How long does an in-kind portfolio transfer take in Europe?

Most in-kind transfers between European brokers complete in 5–15 business days. Same-custodian transfers (both brokers on Euroclear, for example) can settle in 3–5 days; cross-custodian or international moves may take up to three weeks. Your holdings are frozen and cannot be traded during this window, so plan accordingly.

What happens to fractional shares when I transfer?

Fractional shares almost always cannot be transferred in-kind because they are not registered as whole securities at the custodian level. Most brokers automatically pay out fractional portions in cash at the time of the transfer, or you may need to sell them manually beforehand. Whole-share portions of the same position transfer normally.

Can I transfer UCITS ETFs between any European brokers?

In most cases yes, provided both brokers support the relevant custodian network (Euroclear, Clearstream, or national CSDs) and the receiving broker carries the specific ISIN. Some budget brokers only hold assets through omnibus accounts and cannot send or receive in-kind transfers at all. Always confirm with both brokers before submitting — a quick support query takes five minutes and can save you two weeks of confusion.
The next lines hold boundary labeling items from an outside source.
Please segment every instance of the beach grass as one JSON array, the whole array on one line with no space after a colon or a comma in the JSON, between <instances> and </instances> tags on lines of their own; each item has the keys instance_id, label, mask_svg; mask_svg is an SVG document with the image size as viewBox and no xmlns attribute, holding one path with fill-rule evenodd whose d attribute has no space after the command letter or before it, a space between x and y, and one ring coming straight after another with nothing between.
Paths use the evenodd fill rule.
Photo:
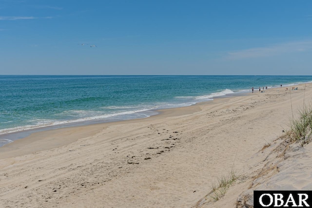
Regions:
<instances>
[{"instance_id":1,"label":"beach grass","mask_svg":"<svg viewBox=\"0 0 312 208\"><path fill-rule=\"evenodd\" d=\"M221 175L217 179L217 182L213 182L211 186L212 191L210 196L214 201L219 200L224 196L230 187L239 177L234 169L226 175Z\"/></svg>"},{"instance_id":2,"label":"beach grass","mask_svg":"<svg viewBox=\"0 0 312 208\"><path fill-rule=\"evenodd\" d=\"M304 105L299 110L297 118L291 120L290 130L287 132L292 142L298 142L301 146L312 140L312 106Z\"/></svg>"}]
</instances>

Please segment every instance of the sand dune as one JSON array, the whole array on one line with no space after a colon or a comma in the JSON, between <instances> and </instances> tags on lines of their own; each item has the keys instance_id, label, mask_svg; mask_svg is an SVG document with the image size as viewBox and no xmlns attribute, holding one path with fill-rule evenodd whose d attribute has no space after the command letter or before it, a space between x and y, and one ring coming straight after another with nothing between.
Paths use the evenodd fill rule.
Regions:
<instances>
[{"instance_id":1,"label":"sand dune","mask_svg":"<svg viewBox=\"0 0 312 208\"><path fill-rule=\"evenodd\" d=\"M34 133L0 148L0 207L233 208L253 189L311 190L311 145L275 156L289 118L312 98L312 85L298 89ZM242 177L212 201L212 183L233 167Z\"/></svg>"}]
</instances>

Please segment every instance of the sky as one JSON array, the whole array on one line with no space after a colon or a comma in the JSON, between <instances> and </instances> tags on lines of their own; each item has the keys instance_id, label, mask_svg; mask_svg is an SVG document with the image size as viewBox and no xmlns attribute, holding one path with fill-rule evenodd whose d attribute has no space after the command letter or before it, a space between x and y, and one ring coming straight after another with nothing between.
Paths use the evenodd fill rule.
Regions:
<instances>
[{"instance_id":1,"label":"sky","mask_svg":"<svg viewBox=\"0 0 312 208\"><path fill-rule=\"evenodd\" d=\"M312 75L312 1L0 0L0 75Z\"/></svg>"}]
</instances>

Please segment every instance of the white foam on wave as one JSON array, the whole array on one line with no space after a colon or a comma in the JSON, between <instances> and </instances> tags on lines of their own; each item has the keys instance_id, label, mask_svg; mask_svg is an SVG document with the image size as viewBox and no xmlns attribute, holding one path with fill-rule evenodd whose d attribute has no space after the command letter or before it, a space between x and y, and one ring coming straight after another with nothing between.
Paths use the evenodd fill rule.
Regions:
<instances>
[{"instance_id":1,"label":"white foam on wave","mask_svg":"<svg viewBox=\"0 0 312 208\"><path fill-rule=\"evenodd\" d=\"M87 116L84 117L81 117L79 118L74 119L71 120L62 120L62 121L58 121L58 120L48 120L48 119L34 119L31 120L31 121L34 123L33 125L25 125L23 126L19 126L17 127L10 128L8 129L4 129L0 130L0 134L3 134L9 133L13 133L15 132L21 132L23 131L29 130L34 129L37 129L43 127L46 127L48 126L53 126L56 125L64 125L70 124L72 123L77 123L77 122L83 122L85 121L90 121L92 120L104 120L104 119L110 119L112 118L114 118L114 117L122 116L125 115L130 115L130 114L135 114L139 112L142 112L145 111L147 111L151 110L151 109L142 109L139 110L134 110L134 111L129 111L126 112L121 112L116 113L110 113L110 114L100 114L98 115L98 113L96 113L96 112L99 113L100 112L91 112L88 111L73 111L75 113L80 113L81 114L85 114L87 113L87 112L89 113L89 114L86 114L90 115L90 114L95 114L98 115L92 115L91 116ZM73 113L73 112L72 112ZM103 112L100 112L103 113ZM80 114L80 115L81 115ZM139 117L149 117L149 116L146 114L140 114L139 115ZM134 117L136 117L134 115ZM122 117L120 118L121 120L123 120ZM126 118L129 119L129 118Z\"/></svg>"},{"instance_id":2,"label":"white foam on wave","mask_svg":"<svg viewBox=\"0 0 312 208\"><path fill-rule=\"evenodd\" d=\"M0 144L1 144L1 143L8 144L13 142L13 141L11 139L0 139Z\"/></svg>"},{"instance_id":3,"label":"white foam on wave","mask_svg":"<svg viewBox=\"0 0 312 208\"><path fill-rule=\"evenodd\" d=\"M211 94L208 95L207 95L196 96L195 98L196 99L211 99L211 98L213 98L213 97L219 97L220 96L224 96L227 95L232 94L233 93L234 93L233 91L232 91L231 90L229 90L227 89L223 91L217 92L217 93L212 93Z\"/></svg>"}]
</instances>

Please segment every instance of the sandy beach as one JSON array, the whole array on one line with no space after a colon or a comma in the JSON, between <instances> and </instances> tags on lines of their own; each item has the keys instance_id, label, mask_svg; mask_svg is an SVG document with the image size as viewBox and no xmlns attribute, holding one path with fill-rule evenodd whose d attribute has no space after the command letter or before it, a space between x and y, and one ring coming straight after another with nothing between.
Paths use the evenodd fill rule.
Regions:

Should I transfer in-kind or sell and rebuy?

Transfer in-kind if you have unrealised gains and want to avoid a tax event, or if you plan to keep the same positions at the new broker. Sell-and-rebuy only makes sense if your positions are at a loss (useful for tax-loss harvesting), gains are negligible, or you want to consolidate or change funds as part of the move.

QuantRoutine provides educational content only. Nothing on this page is an offer, solicitation, or recommendation to buy or sell any security or to open an account with any specific broker. Investments can lose value, and past performance does not guarantee future results. You are responsible for your own investment, tax, and legal decisions. Always review each broker’s current terms, fees, and eligibility on their official website before opening or funding an account.